Europa condena al totalitarismo cubano
viernes 12 de marzo de 2010, 01:54h
La declaración aprobada por el pleno de la Eurocámara en la que se rechaza sin paliativos la situación de los derechos humanos en Cuba no ha debido gustar mucho ni en La Habana ni en Madrid. No sólo por la dureza de su redacción, sino por reflejar el sentir mayoritario de todo el continente -509 votos a favor por sólo 30 negativos- en lo que se refiere al totalitarismo castrista. Ello da al traste con la pretensión del ejecutivo español, empeñado en edulcorar permanentemente el amargo sabor de la dictadura cubana, sobre cuya conciencia pesa estos días una muerte más, la de Orlando Zapata. Dicha muerte ha sido el desencadenante de la condena europea, a la sazón totalmente lógica.
Porque no se entendería que en el continente que fue cuna de las libertades cívicas se aplicasen paños calientes con un régimen dictatorial que las pisotea desde hace más de medio siglo. El mensaje no ha podido ser más claro: la Europa de los 27 condena los totalitarismos, y no consiente que se violen los derechos humanos.
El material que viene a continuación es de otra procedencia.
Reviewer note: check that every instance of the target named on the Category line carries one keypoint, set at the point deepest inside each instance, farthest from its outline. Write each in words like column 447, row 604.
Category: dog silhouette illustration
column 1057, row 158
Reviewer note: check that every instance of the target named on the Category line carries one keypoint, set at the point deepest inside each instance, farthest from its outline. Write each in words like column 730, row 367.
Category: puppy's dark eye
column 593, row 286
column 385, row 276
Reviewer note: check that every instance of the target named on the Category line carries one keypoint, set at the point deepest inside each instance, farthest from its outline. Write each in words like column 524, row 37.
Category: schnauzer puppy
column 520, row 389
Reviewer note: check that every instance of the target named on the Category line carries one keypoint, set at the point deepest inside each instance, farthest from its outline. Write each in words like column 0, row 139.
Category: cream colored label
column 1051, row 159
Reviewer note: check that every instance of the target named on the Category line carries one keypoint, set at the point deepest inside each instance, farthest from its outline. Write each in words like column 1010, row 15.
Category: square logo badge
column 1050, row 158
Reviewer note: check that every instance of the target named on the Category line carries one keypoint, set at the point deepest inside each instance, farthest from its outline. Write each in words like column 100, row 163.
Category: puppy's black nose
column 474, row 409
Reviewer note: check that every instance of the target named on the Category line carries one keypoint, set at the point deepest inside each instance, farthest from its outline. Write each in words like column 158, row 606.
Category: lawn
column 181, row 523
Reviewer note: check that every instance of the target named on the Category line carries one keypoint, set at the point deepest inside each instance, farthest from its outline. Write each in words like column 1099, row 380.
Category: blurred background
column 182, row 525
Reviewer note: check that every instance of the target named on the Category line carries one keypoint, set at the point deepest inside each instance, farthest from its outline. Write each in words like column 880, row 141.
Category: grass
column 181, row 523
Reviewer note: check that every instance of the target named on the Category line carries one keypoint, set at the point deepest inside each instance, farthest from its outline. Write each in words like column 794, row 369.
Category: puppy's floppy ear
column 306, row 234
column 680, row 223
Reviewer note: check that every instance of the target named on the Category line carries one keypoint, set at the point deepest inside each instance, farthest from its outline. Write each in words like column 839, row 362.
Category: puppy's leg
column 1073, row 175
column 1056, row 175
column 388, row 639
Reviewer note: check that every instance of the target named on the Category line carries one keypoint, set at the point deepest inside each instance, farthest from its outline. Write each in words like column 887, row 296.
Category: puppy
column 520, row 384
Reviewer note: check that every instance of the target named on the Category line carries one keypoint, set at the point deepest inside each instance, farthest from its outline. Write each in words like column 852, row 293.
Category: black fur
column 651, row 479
Aunque quizá deba hacerse la precisión de que entre todos los socios que conforman la Unión, sólo uno no comparte dichos postulados, y es precisamente quien ostenta la presidencia rotatoria, España. El Gobierno que preside José Luis Rodríguez Zapatero se ha caracterizado siempre por su gran sintonía con “estadistas” de la talla de Hugo Chávez o Fidel Castro, y por ahí el Viejo Continente no está dispuesto a pasar. En Europa podrá haber diferentes tendencias políticas, pero siempre bajo el amparo de las reglas de juego democrático y del respeto a los derechos humanos. Sin esos dos postulados no hay nada de que hablar y, por tanto, no ha lugar a modificación alguna en tanto en cuanto no haya democracia en Cuba. Lo demás sobra.